Frugal Flannel now looks great in dark mode! I spent some time this weekend tweaking settings, images, and reviewing past articles to ensure that everything on the blog is providing a great user experience for those who browse in both light (i.e. “regular”) and dark modes.
I remember trying browser dark mode extensions around a year ago and wasn’t impressed. Earlier iterations simply inverted the colors on the whole page to display white text on a black background. This meant the images were inverted too, so everything except text-only pages tended to look terrible. This was a disappointment for someone like me who occasionally likes a less bright screen experience to reduce eye strain at night.
I tried dark mode when web browsing again a few days ago and was pleasantly surprised by how far it has come. It’s not great on every website, but it works well on sites that put a bit of effort into checking out their site in dark mode and tweaking as needed.
Here’s an example of what Frugal Flannel now looks like in dark mode:
I played around with the idea of adding a dark mode toggle button to the site itself. There’s a few WordPress plugins that enable this, however I decided against it for a few reasons. Although it looked good on desktop, the toggle button was in the way for mobile users, and the best dark mode WordPress plugins locked movement of that button’s position behind a subscription fee. Additionally I like to keep my blog simple and clean for fast load times. Adding more and more plugins is antithetical to that.

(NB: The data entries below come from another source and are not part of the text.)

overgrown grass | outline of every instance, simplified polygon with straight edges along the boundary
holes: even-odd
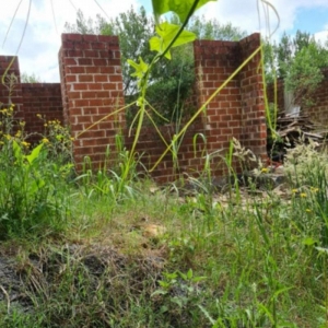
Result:
[[[317,169],[301,153],[285,168],[297,178],[239,198],[72,180],[60,235],[2,243],[22,283],[1,285],[1,327],[326,327],[327,155],[311,152]]]

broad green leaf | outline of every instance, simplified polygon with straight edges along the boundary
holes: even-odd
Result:
[[[321,254],[328,254],[328,248],[324,248],[324,247],[315,247],[315,248]]]
[[[152,0],[156,22],[159,22],[159,19],[162,14],[165,14],[169,11],[175,12],[179,16],[180,21],[185,22],[195,1],[196,0]],[[199,0],[195,10],[201,8],[210,1],[216,0]]]
[[[12,148],[14,151],[15,160],[16,161],[22,160],[22,149],[15,140],[13,140],[13,142],[12,142]]]
[[[160,54],[163,54],[164,50],[168,47],[168,45],[172,43],[176,34],[178,33],[180,26],[175,24],[169,24],[167,22],[164,22],[156,26],[156,33],[159,36],[153,36],[150,39],[150,48],[152,51],[157,51]],[[196,39],[196,34],[189,31],[183,31],[179,37],[174,42],[172,47],[177,47],[187,43],[190,43]],[[167,59],[171,59],[171,52],[167,51],[165,54],[165,57]]]
[[[128,63],[136,70],[136,72],[132,73],[131,77],[137,77],[139,80],[141,80],[145,74],[145,72],[148,71],[149,66],[142,60],[141,57],[139,57],[139,62],[140,63],[131,59],[128,59]]]
[[[30,164],[32,164],[34,162],[34,160],[36,160],[38,157],[38,154],[43,148],[43,143],[40,143],[39,145],[37,145],[30,155],[26,156],[26,160]]]
[[[312,246],[315,245],[317,241],[312,237],[306,237],[305,239],[302,241],[302,244],[305,246]]]
[[[190,268],[187,272],[188,280],[191,280],[192,276],[194,276],[194,272],[192,272],[192,269]]]

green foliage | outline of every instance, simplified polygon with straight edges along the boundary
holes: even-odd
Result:
[[[167,3],[157,4],[161,10],[167,9]],[[163,7],[164,5],[164,7]],[[184,3],[186,5],[186,3]],[[169,24],[168,24],[169,23]],[[180,24],[178,15],[172,15],[169,22],[163,23],[162,27],[157,26],[157,36],[153,36],[154,21],[150,19],[143,7],[138,11],[131,8],[125,13],[120,13],[115,20],[106,21],[102,16],[97,16],[96,22],[91,19],[86,20],[81,11],[78,12],[77,24],[66,24],[66,31],[70,33],[91,33],[103,35],[118,35],[121,50],[121,66],[124,91],[126,102],[132,103],[138,99],[138,83],[137,74],[133,65],[142,65],[142,58],[145,68],[145,62],[150,62],[153,58],[152,50],[164,49],[164,44],[161,44],[160,34],[165,34],[165,43],[169,43],[174,37],[174,33]],[[164,32],[163,27],[171,26],[171,33]],[[174,27],[175,26],[175,27]],[[168,27],[167,27],[168,28]],[[206,20],[204,17],[194,16],[187,25],[188,31],[184,32],[184,43],[197,38],[203,39],[224,39],[237,40],[247,35],[245,31],[232,26],[231,23],[223,25],[216,20]],[[160,33],[160,34],[159,34]],[[179,43],[183,38],[179,38]],[[151,40],[151,45],[149,44]],[[152,48],[153,47],[153,48]],[[161,51],[162,51],[161,50]],[[154,66],[149,74],[149,91],[147,101],[153,108],[160,113],[163,118],[151,112],[152,119],[160,125],[177,121],[180,117],[189,117],[194,114],[195,108],[190,107],[188,99],[192,92],[195,83],[195,67],[194,67],[194,50],[190,44],[175,47],[165,54],[167,60],[162,60],[161,63]],[[172,54],[172,56],[169,55]],[[168,58],[167,58],[168,57]],[[171,60],[168,60],[171,59]],[[142,73],[142,68],[139,67],[139,74]],[[127,120],[129,124],[133,121],[138,113],[138,108],[131,107],[127,112]],[[145,119],[145,121],[149,121]]]
[[[328,66],[327,49],[308,33],[297,31],[294,37],[283,34],[278,45],[266,43],[263,56],[267,82],[284,79],[294,103],[313,105],[312,95],[324,79],[321,69]]]
[[[60,161],[59,153],[58,162],[49,162],[52,145],[46,137],[30,149],[25,124],[15,121],[13,106],[0,115],[0,238],[63,230],[72,165]]]

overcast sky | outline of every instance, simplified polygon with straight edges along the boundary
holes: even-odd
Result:
[[[9,34],[7,31],[21,0],[2,0],[0,24],[0,55],[15,55],[24,31],[30,0],[22,0]],[[280,15],[280,27],[276,37],[283,31],[294,34],[296,30],[316,34],[321,40],[328,36],[328,0],[267,0],[274,5]],[[34,73],[43,82],[59,82],[58,50],[60,35],[66,22],[74,23],[77,10],[81,9],[85,17],[95,19],[99,13],[105,16],[97,3],[108,16],[116,16],[133,5],[144,5],[151,14],[151,0],[32,0],[31,15],[25,36],[19,51],[21,72]],[[257,0],[219,0],[209,2],[199,14],[208,19],[218,19],[222,24],[231,22],[247,32],[269,33]],[[54,14],[55,20],[54,20]],[[278,20],[269,11],[270,28]],[[56,24],[55,24],[56,21]],[[7,39],[5,39],[7,36]],[[5,39],[4,45],[3,42]]]

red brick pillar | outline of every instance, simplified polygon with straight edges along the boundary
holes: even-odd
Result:
[[[241,63],[259,46],[259,33],[242,39]],[[260,157],[267,156],[267,124],[263,102],[263,83],[261,74],[261,52],[259,51],[242,70],[242,136],[241,142]]]
[[[197,79],[198,107],[220,87],[239,65],[238,43],[219,40],[197,40],[194,44]],[[241,89],[235,77],[207,106],[202,120],[208,152],[229,149],[230,140],[241,136]],[[222,174],[226,167],[213,161],[213,174]]]
[[[62,34],[59,51],[63,117],[70,126],[77,168],[84,156],[98,167],[106,147],[115,144],[125,114],[110,116],[124,104],[120,50],[117,36]]]
[[[13,60],[13,62],[12,62]],[[10,69],[7,71],[8,67],[12,62]],[[7,72],[5,72],[7,71]],[[2,84],[2,77],[7,73],[4,78],[5,84],[8,85],[8,79],[11,74],[17,79],[16,83],[14,83],[11,93],[8,87]],[[22,86],[21,86],[21,72],[20,72],[20,63],[19,58],[13,56],[0,56],[0,105],[3,104],[2,107],[7,107],[10,103],[14,104],[14,117],[15,119],[24,119],[23,113],[23,97],[22,97]]]

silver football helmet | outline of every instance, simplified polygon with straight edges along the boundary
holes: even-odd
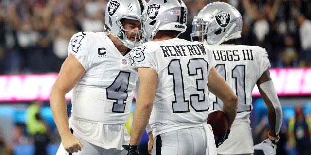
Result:
[[[241,37],[242,16],[229,4],[215,2],[204,7],[192,22],[192,41],[199,39],[210,45],[219,45]]]
[[[182,0],[151,0],[141,15],[142,43],[152,41],[159,30],[186,31],[187,9]]]
[[[115,37],[121,41],[127,47],[132,49],[139,46],[140,42],[139,32],[125,30],[121,23],[122,19],[140,21],[143,10],[145,0],[110,0],[105,11],[105,29]],[[135,41],[128,39],[125,31],[135,33]]]

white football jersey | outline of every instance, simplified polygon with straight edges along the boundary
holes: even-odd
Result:
[[[133,68],[149,67],[158,83],[149,119],[154,137],[207,124],[211,67],[208,47],[179,38],[150,41],[130,54]]]
[[[238,113],[235,120],[249,123],[252,111],[252,93],[257,80],[270,67],[265,49],[258,46],[211,45],[211,64],[238,96]],[[222,110],[223,102],[209,93],[212,110]]]
[[[72,117],[105,124],[126,122],[138,74],[104,32],[79,32],[71,38],[72,54],[86,70],[72,90]],[[70,78],[70,77],[68,77]]]

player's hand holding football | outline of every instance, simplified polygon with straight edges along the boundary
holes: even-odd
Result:
[[[272,142],[267,138],[261,143],[254,145],[254,150],[261,150],[265,155],[275,155],[276,154],[276,144]]]
[[[69,153],[81,151],[83,145],[80,140],[71,133],[65,133],[61,136],[62,143],[65,150]]]
[[[122,145],[125,150],[128,151],[127,155],[139,155],[137,145]]]

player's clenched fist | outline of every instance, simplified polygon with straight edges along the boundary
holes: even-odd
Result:
[[[80,140],[71,133],[62,135],[62,143],[65,150],[69,153],[78,152],[83,147]]]

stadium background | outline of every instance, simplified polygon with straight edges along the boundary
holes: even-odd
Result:
[[[71,36],[80,31],[104,31],[107,1],[0,1],[0,134],[13,148],[15,155],[32,155],[34,151],[31,139],[25,128],[25,110],[30,102],[36,99],[43,102],[41,112],[52,131],[47,148],[49,155],[56,153],[60,139],[49,107],[49,91],[67,56]],[[269,54],[272,77],[284,113],[281,131],[284,136],[281,139],[287,140],[287,123],[294,116],[295,106],[303,106],[305,114],[311,115],[311,68],[303,60],[296,21],[299,13],[310,19],[311,2],[216,1],[230,3],[242,16],[242,37],[235,43],[260,46]],[[184,0],[189,11],[188,22],[187,31],[180,37],[190,40],[192,19],[204,6],[213,1]],[[310,42],[311,44],[311,41]],[[264,134],[262,137],[261,134],[267,129],[267,108],[256,89],[254,94],[251,125],[254,142],[258,143],[266,136]],[[68,97],[69,115],[70,94]],[[131,116],[129,120],[128,126],[130,126]],[[257,132],[258,129],[262,129],[259,130],[261,133]],[[140,144],[142,155],[145,153],[147,141],[145,133]],[[296,155],[294,147],[288,141],[284,142],[286,152]]]

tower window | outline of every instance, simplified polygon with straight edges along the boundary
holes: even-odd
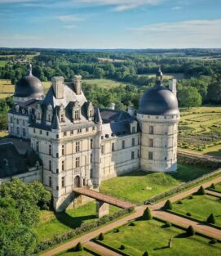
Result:
[[[152,160],[152,151],[148,152],[148,159]]]
[[[75,142],[75,151],[76,153],[80,152],[80,141]]]

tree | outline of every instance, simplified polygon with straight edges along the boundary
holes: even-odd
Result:
[[[205,189],[202,186],[201,186],[201,187],[198,189],[197,194],[197,195],[205,195],[206,194]]]
[[[187,235],[189,236],[195,235],[195,230],[192,226],[189,226],[188,228],[187,229]]]
[[[211,213],[208,218],[206,222],[208,223],[212,223],[212,224],[215,224],[215,218],[214,215],[213,213]]]
[[[151,209],[148,207],[145,209],[143,217],[144,219],[147,219],[147,220],[152,219]]]
[[[163,206],[163,209],[167,210],[167,209],[173,209],[173,205],[172,203],[168,200],[164,206]]]
[[[181,107],[195,107],[201,106],[201,96],[198,90],[192,87],[183,88],[178,92],[178,101]]]
[[[76,247],[75,247],[75,250],[77,252],[80,252],[82,251],[84,249],[84,247],[82,245],[82,244],[81,242],[79,242],[78,244],[77,244]]]
[[[100,241],[103,241],[104,240],[104,233],[100,233],[98,236],[98,239],[100,240]]]

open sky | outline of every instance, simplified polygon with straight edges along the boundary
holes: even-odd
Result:
[[[0,0],[0,47],[221,47],[221,0]]]

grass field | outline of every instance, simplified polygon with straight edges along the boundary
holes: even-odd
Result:
[[[135,203],[144,203],[144,200],[154,195],[169,191],[182,182],[197,178],[210,171],[210,169],[196,166],[179,164],[176,173],[132,172],[103,182],[100,191]],[[122,186],[122,184],[124,185]]]
[[[121,82],[117,82],[117,81],[111,80],[111,79],[84,79],[82,83],[82,88],[84,84],[91,85],[91,86],[97,85],[98,87],[102,87],[104,88],[109,89],[109,88],[117,88],[119,86],[126,86],[127,84],[130,84],[130,83],[121,83]]]
[[[193,195],[193,199],[184,199],[183,204],[173,204],[173,212],[186,215],[191,213],[191,217],[201,222],[206,221],[209,215],[214,214],[216,225],[221,227],[221,200],[215,196]]]
[[[117,212],[118,208],[110,206],[110,213]],[[40,222],[35,231],[40,241],[60,235],[83,223],[97,219],[95,202],[88,203],[77,209],[67,209],[64,213],[41,211]]]
[[[221,108],[192,108],[181,111],[178,146],[201,154],[221,155]]]
[[[135,221],[135,227],[129,225],[104,235],[104,242],[119,249],[124,245],[125,252],[130,255],[140,256],[148,250],[152,256],[220,256],[221,245],[210,245],[210,240],[200,236],[187,237],[184,231],[177,227],[163,227],[157,221]],[[172,247],[168,241],[172,238]]]

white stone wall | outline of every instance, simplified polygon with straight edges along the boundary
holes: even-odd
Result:
[[[140,168],[153,172],[176,170],[179,115],[138,114],[137,118],[142,130]]]
[[[29,116],[8,113],[8,132],[10,135],[29,138]]]

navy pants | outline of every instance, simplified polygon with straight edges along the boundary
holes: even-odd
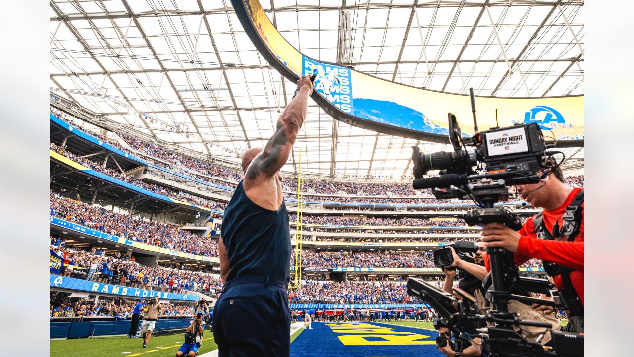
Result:
[[[256,275],[225,284],[213,316],[219,357],[289,355],[287,286],[282,280]]]

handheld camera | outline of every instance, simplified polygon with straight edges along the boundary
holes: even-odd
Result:
[[[470,138],[463,137],[456,116],[449,113],[449,137],[453,152],[425,154],[418,147],[412,147],[415,177],[412,185],[415,189],[432,189],[434,196],[440,199],[472,200],[479,207],[464,217],[470,225],[500,222],[519,230],[521,222],[517,215],[508,207],[494,205],[508,200],[508,186],[540,182],[560,165],[560,161],[557,163],[553,157],[553,154],[563,154],[547,151],[543,135],[535,123],[478,132],[473,89],[470,88],[469,92],[475,135]],[[470,147],[470,149],[467,147]],[[429,171],[436,170],[440,170],[437,177],[424,177]],[[446,253],[434,252],[434,262],[437,265],[450,264],[453,256],[449,253],[451,259]],[[490,257],[491,273],[485,281],[489,286],[487,296],[493,307],[486,314],[481,314],[472,299],[460,293],[459,289],[454,291],[462,296],[461,300],[410,278],[407,283],[408,293],[429,304],[455,334],[462,332],[481,337],[500,355],[583,356],[583,337],[579,335],[552,333],[555,346],[581,346],[581,354],[578,349],[545,349],[539,341],[529,341],[517,332],[522,326],[543,327],[545,332],[549,331],[550,325],[520,320],[516,314],[510,313],[508,306],[511,300],[545,304],[543,300],[515,295],[511,290],[522,286],[529,291],[546,292],[552,286],[545,280],[519,276],[512,255],[505,250],[489,248],[487,253]],[[480,327],[482,323],[487,327]]]

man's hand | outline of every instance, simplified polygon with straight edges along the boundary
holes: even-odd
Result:
[[[443,353],[444,353],[447,356],[449,356],[449,357],[453,357],[453,356],[456,355],[456,351],[451,349],[451,347],[449,346],[448,342],[447,342],[447,344],[443,346],[443,347],[441,347],[438,345],[436,345],[436,347],[438,347],[439,351],[440,351]]]
[[[455,276],[456,276],[456,268],[450,267],[443,267],[443,271],[444,272],[444,276],[446,277]]]
[[[449,248],[449,250],[451,251],[451,255],[453,256],[453,262],[452,262],[451,264],[445,267],[457,267],[457,266],[458,266],[460,265],[460,262],[462,260],[462,259],[460,259],[460,257],[458,256],[458,254],[456,253],[456,251],[453,250],[453,248],[452,248],[451,246],[450,246],[448,248]]]
[[[313,94],[313,82],[311,81],[308,76],[301,77],[297,80],[297,89],[301,90],[302,87],[307,87],[309,89],[308,95]]]
[[[552,297],[550,296],[547,296],[546,294],[541,294],[541,296],[540,297],[540,299],[542,300],[546,300],[548,301],[553,300]],[[552,306],[547,306],[546,305],[538,305],[537,304],[533,304],[533,307],[538,313],[541,313],[545,315],[552,314],[553,311],[555,311],[555,308],[553,307]]]
[[[511,253],[517,252],[519,233],[501,223],[488,223],[482,226],[480,233],[484,248],[503,248]]]

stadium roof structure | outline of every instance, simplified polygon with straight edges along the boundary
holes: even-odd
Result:
[[[385,79],[483,96],[584,93],[581,0],[261,3],[306,55]],[[49,4],[51,95],[98,125],[238,163],[271,136],[295,89],[257,51],[229,0]],[[283,170],[297,171],[301,149],[302,173],[403,181],[416,144],[450,149],[351,126],[309,101]],[[560,150],[565,168],[583,169],[583,147]]]

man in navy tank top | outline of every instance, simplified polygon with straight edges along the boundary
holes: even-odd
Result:
[[[264,148],[243,154],[244,178],[224,211],[219,241],[224,286],[213,317],[221,357],[290,353],[291,248],[280,170],[306,119],[313,83],[302,77],[297,89]]]

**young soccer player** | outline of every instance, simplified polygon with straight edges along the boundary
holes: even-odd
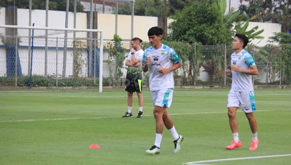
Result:
[[[132,116],[132,112],[133,93],[136,92],[139,97],[139,114],[137,117],[143,117],[143,97],[141,91],[142,87],[141,83],[139,83],[139,79],[141,80],[141,63],[142,60],[143,51],[141,48],[141,43],[143,40],[137,37],[131,40],[131,46],[132,47],[128,54],[125,65],[128,66],[126,73],[126,82],[125,91],[127,91],[127,105],[128,109],[123,117],[128,117]]]
[[[173,71],[181,67],[182,63],[173,49],[161,43],[163,32],[162,29],[157,26],[148,30],[148,35],[152,46],[145,51],[142,61],[143,71],[149,72],[150,89],[155,107],[156,140],[154,145],[146,151],[151,155],[160,152],[164,124],[173,137],[174,153],[180,149],[180,143],[183,139],[177,133],[167,111],[173,99],[174,86]]]
[[[258,69],[253,57],[244,48],[249,42],[247,37],[243,34],[237,34],[233,42],[232,49],[235,52],[231,54],[231,70],[228,69],[226,74],[232,75],[231,89],[228,94],[227,108],[229,125],[232,132],[233,140],[227,149],[232,150],[240,147],[242,143],[239,138],[237,121],[235,113],[237,108],[240,108],[249,120],[253,133],[253,138],[250,150],[255,150],[259,144],[257,132],[257,121],[253,112],[255,110],[254,97],[254,89],[251,75],[258,74]]]

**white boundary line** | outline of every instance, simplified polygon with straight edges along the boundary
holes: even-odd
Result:
[[[291,94],[270,94],[265,95],[264,94],[255,95],[255,96],[270,96],[270,95],[291,95]],[[227,96],[227,95],[177,95],[175,96],[176,97],[184,97],[189,96]],[[137,97],[137,96],[133,96],[134,97]],[[144,96],[144,97],[151,97],[150,96]],[[66,96],[63,97],[31,97],[31,99],[49,99],[49,98],[106,98],[106,97],[127,97],[127,96]],[[0,97],[1,98],[1,97]],[[17,97],[6,97],[5,98],[7,99],[19,99],[19,98]]]
[[[257,111],[291,111],[291,109],[266,109],[265,110],[256,110]],[[237,112],[242,112],[242,111],[237,111]],[[169,115],[193,115],[195,114],[208,114],[211,113],[227,113],[227,112],[197,112],[196,113],[170,113],[169,114]],[[144,116],[153,116],[153,115],[143,115]],[[77,119],[96,119],[106,118],[119,118],[121,117],[119,116],[104,116],[103,117],[96,117],[94,118],[61,118],[51,119],[30,119],[23,120],[10,120],[8,121],[0,121],[0,123],[7,123],[10,122],[24,122],[26,121],[52,121],[55,120],[77,120]]]
[[[208,163],[209,162],[223,162],[225,161],[229,161],[230,160],[244,160],[246,159],[260,159],[261,158],[266,158],[269,157],[281,157],[283,156],[291,156],[291,154],[286,154],[284,155],[269,155],[262,156],[257,156],[254,157],[240,157],[238,158],[233,158],[230,159],[217,159],[216,160],[203,160],[202,161],[198,161],[197,162],[192,162],[184,163],[183,164],[188,165],[207,165],[206,164],[202,165],[197,163]]]

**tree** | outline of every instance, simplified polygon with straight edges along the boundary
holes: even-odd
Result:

Ultimately, readers who care about dark mode, probably care about it enough that they want to use it on multiple sites that they visit. For all of the above reasons, a client-side implementation makes more sense than server-side.
Browsers with built-in dark mode features don’t appear to be quite ready yet
Among all browsers, Chrome appears to be the only one currently playing with a built-in feature for dark mode. It’s an experimental feature, so unless you’re comfortable messing around with that stuff you probably want to steer clear. You can turn it on by typing chrome://flags/#enable-force-dark
into your URL bar and enabling the feature. The actual dark mode feature itself looks very nice, however there’s no easy toggle button to turn it on and off outside of the flags list, and not everyone uses Chrome.
Personally I’m a Firefox guy, and I like a quick toggle since I prefer to browse in light mode most of the time (especially on my desktop) so that led me down the browser extension path.
Dark Reader: the best dark mode extension for every browser
The Dark Reader browser extension is the best way to implement dark mode that I have found. It is compatible with all major web browsers, renders content as well or better than Google Chrome’s experimental dark mode, and has an easy toggle switch. Best of all it is completely free.